When you’ve crested the hill and one day find yourself gently braking on the downhill side, you have a tendency to look back. You think something foreboding is following you. And you’re right.

Before it catches up, you spend time thinking about the important things somebody probably told you when you weren’t listening. As a result, you learned many of them the hard way.

With hundreds of local high school graduates now starting their private journeys up their own hills, here are a few of the things we wish we’d heard.

- Yes, you’re special — an amazing, unique individual with unlimited potential. But so are millions of other high school graduates eager to kick your butt.

- You need more than a high school diploma to survive in today’s world. You’ve just finished an important chapter, not a whole book.

- College can be a waste of time and money unless you have a good idea what to learn, and what kind of career that study will lead to.

- Don’t borrow heavily to get a degree. Work hard and save more.

- Debt makes every hill a mountain. Heed Thomas Jefferson’s advice: “Never spend your money before you have it.”

- Alcohol isn’t evil. Its abuse is. And it can lead in so many ways to a lifetime of misery.

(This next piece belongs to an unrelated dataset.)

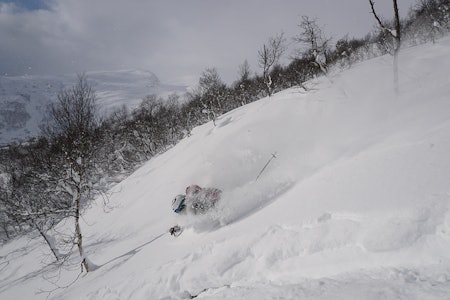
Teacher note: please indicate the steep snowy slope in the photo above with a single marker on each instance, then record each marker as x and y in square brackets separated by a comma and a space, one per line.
[24, 99]
[354, 206]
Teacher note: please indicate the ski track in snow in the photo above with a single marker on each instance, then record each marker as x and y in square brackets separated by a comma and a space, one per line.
[354, 206]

- No matter how busy you get, find time to exercise and balance that with prayer or meditation.

- Read. Read. And then read some more. You’ll learn most when you seek out viewpoints that challenge your own.

- Families are life’s greatest blessing. But starting a family before it’s time — before you find Mr. or Ms. Right — is a curse that will make your hill harder to climb for the rest of your life.

If these are too hard to remember, then just commit to this:

- In all cases, do what’s right.

Sorry this isn’t the rah-rah happy speech you’re probably hearing from your school’s valedictorian or some esteemed educator. True, optimism is essential for a happy life, a positive attitude decent fuel to get you where you want to go. But we think we’d be cheating our graduates by showering them with the flimsy flowers of false hope.

The truth is, it’s a tough world out there, and it’s only going to get tougher. Doing what’s right isn’t always easy, but it is always the best course of action.